Resource allocator does not create new host resources when one is already active
Open, Needs TriagePublic

Description

Situation: We want to run exactly 1 build on 1 machine. In order to do this we tried to set the limit of a working copy blueprint to the same number of machines in the relevant almanac service. When the working copy tries to lease a new host, it leases all the builds to the same host rather than spreading the load across all available hosts.

Expected Behaviour: When at capacity k < n and a new working copy resource is requested by a lease. A new host resource is created and a new working copy resource is created on the new machine.
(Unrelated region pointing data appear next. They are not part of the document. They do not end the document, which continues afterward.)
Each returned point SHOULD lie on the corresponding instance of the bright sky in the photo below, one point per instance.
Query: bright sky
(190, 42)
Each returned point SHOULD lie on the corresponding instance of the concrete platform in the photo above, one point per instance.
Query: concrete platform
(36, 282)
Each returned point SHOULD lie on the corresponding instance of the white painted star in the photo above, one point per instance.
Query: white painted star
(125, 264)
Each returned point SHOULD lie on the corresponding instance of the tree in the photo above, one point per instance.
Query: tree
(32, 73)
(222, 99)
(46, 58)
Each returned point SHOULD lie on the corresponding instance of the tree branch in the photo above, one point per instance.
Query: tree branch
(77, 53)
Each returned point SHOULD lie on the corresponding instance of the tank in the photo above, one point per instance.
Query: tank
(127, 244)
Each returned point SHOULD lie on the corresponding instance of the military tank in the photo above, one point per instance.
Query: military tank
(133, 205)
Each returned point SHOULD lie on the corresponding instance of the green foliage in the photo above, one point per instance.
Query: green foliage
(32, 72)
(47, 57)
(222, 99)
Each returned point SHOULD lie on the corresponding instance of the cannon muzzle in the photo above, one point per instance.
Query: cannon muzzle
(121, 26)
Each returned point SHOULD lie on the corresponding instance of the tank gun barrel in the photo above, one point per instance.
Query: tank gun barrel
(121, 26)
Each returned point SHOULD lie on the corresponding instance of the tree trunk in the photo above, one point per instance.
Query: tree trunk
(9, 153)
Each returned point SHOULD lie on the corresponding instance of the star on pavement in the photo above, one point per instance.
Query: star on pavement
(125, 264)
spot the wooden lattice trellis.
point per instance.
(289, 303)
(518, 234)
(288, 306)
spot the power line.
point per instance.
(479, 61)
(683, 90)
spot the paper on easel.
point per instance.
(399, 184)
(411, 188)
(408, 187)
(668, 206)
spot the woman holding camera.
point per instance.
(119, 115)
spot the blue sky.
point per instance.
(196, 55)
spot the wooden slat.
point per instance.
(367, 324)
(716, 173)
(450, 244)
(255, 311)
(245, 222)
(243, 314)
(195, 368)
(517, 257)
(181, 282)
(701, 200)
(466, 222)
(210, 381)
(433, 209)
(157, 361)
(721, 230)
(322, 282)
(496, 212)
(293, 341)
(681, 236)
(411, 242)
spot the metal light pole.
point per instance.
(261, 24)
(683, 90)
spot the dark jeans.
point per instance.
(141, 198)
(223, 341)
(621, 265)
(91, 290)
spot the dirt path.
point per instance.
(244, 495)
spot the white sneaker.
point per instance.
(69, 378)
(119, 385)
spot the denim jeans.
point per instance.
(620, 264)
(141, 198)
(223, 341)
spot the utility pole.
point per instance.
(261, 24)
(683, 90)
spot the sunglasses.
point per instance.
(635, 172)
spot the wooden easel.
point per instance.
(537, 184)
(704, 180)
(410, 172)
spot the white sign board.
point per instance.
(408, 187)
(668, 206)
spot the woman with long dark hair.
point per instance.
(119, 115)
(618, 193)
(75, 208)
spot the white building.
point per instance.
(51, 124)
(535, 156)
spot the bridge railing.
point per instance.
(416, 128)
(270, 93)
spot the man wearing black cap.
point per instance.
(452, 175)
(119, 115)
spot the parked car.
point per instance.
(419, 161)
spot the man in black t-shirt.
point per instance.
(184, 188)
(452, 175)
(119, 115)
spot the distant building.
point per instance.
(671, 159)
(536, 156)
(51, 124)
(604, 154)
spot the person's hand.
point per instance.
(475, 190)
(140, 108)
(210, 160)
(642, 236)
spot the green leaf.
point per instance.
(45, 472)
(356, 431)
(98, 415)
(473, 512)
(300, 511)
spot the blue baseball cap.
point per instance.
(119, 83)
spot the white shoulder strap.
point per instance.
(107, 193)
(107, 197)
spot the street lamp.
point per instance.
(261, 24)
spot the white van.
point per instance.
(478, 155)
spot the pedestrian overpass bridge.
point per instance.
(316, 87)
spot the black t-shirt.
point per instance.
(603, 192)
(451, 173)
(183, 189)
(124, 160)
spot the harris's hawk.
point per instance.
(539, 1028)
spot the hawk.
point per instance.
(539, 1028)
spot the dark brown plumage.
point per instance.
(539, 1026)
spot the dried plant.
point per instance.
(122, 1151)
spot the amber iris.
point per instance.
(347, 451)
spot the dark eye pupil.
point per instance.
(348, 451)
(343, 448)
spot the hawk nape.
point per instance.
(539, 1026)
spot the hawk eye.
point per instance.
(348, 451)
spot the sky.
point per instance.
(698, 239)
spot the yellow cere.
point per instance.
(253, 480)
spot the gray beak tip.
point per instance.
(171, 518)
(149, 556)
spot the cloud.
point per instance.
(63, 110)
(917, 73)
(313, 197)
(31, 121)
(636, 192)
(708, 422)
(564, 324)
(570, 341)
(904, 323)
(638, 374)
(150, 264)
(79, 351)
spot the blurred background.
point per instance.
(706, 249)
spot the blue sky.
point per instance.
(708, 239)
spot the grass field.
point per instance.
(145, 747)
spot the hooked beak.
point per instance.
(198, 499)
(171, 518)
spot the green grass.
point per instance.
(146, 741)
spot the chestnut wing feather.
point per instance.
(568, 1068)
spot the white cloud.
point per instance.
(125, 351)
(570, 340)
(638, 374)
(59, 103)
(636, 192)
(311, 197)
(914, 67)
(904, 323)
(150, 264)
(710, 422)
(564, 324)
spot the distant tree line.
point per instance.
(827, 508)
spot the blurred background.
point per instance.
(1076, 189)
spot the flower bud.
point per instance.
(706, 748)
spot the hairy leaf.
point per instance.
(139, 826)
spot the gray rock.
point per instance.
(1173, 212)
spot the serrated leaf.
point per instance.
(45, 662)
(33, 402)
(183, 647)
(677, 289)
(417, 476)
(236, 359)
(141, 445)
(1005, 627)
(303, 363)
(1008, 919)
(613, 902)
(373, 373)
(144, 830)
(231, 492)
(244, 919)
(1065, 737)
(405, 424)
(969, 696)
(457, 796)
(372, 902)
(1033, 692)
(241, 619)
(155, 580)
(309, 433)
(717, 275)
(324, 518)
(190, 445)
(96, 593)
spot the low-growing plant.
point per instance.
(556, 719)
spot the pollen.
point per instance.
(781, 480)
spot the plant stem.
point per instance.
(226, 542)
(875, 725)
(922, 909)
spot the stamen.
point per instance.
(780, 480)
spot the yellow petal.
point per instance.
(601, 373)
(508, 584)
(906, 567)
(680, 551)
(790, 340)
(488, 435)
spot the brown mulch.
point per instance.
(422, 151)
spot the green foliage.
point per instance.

Actual Behaviour: All working copies are created on the first (and only) host.

Reproduction Steps:

  • Set up an installation with 2 devices, ec1 and ec2.
  • Create a new service (linux) and add both devices as bindings.
  • In Drydock, create an Almanac Hosts blueprint for the linux service.
  • On the command line, run ./drydock lease --type host twice and observe that two leases for the same host are created rather than one for each host.

Versions

phabricator b371e90364de0f8214567f3f820a3c26b7ea627c (Dec 20 2016) arcanist f1c45a3323ae20eefe29c0a22c7923fe8b151bbf (Jul 2 2016) phutil 5fd2cf9d5ddd38424a54a8fba02398d527639970 (Jul 9 2016) Local Version Bitnami Phabricator 20160725-0

Analysis: Looking at the code this seems to be the expected behaviour.

Specifically, looking in DrydockLeaseUpdateWorker.executeAllocator, $resources is initially set to the result of loadResourcesForAllocatingLease which queries which suitable resources are available and then filters them depending on how the canAcquireLeaseOnResource method is defined for that resource type. For hosts (in DrydockAlmanacSericeHostBlueprint) the method always returns true. Thus, if there is one active host, the whole body of code which initialises a new resource is skipped.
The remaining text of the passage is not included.